For the first point about the call stack: both the tcp_check_req() path 
(normal SYN handling)
and the tcp_get_cookie_sock() path (SYN cookies) call syn_recv_sock() 
without holding the
listener lock, so the race condition is the same. The diagram uses 
tcp_check_req() as an
example because I have reproduced it under my env, but the fix covers 
both paths.

>> diff --git a/net/smc/af_smc.c b/net/smc/af_smc.c
>> --- a/net/smc/af_smc.c
>> +++ b/net/smc/af_smc.c
>> @@ -131,7 +131,13 @@ static struct sock *smc_tcp_syn_recv_sock(const struct sock *sk,
>>   	struct smc_sock *smc;
>>   	struct sock *child;
>>
>> -	smc = smc_clcsock_user_data(sk);
>> +	rcu_read_lock();
>> +	smc = smc_clcsock_user_data_rcu(sk);
>> +	if (!smc || !refcount_inc_not_zero(&smc->sk.sk_refcnt)) {
>> +		rcu_read_unlock();
>> +		return NULL;
> When smc_tcp_syn_recv_sock() is called from the SYN cookie path
> (tcp_get_cookie_sock() in net/ipv4/syncookies.c:205 and
> net/ipv6/syncookies.c:275), the dst parameter is non-NULL.
>
> The new early return here returns NULL without calling dst_release(dst).

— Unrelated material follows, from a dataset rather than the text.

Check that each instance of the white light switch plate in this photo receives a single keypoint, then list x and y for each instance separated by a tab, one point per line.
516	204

> The syn_recv_sock contract requires the callee to either consume dst
> (attach to child socket on success) or release it (call dst_release on
> failure).
>
> Looking at tcp_get_cookie_sock() in net/ipv4/syncookies.c:
>
>      child = af_ops->syn_recv_sock(..., &dst, ...)
>      if (!child) {
>          reqsk_free(req);
>          return NULL;
>      }
>
> When syn_recv_sock returns NULL, tcp_get_cookie_sock immediately returns
> NULL without releasing dst, expecting the syn_recv_sock callee to have
> already handled it.
>
> The existing 'drop:' label at line 165 correctly calls dst_release(dst),
> but the new early return at line 138 bypasses it. This causes a dst_entry
> reference count leak under SYN flood conditions on an SMC listener.
>
> Should this be: goto drop instead of return NULL, or should dst_release(dst)
> be added before the return NULL?



The second point about the dst leak is valid. Will fix in v3.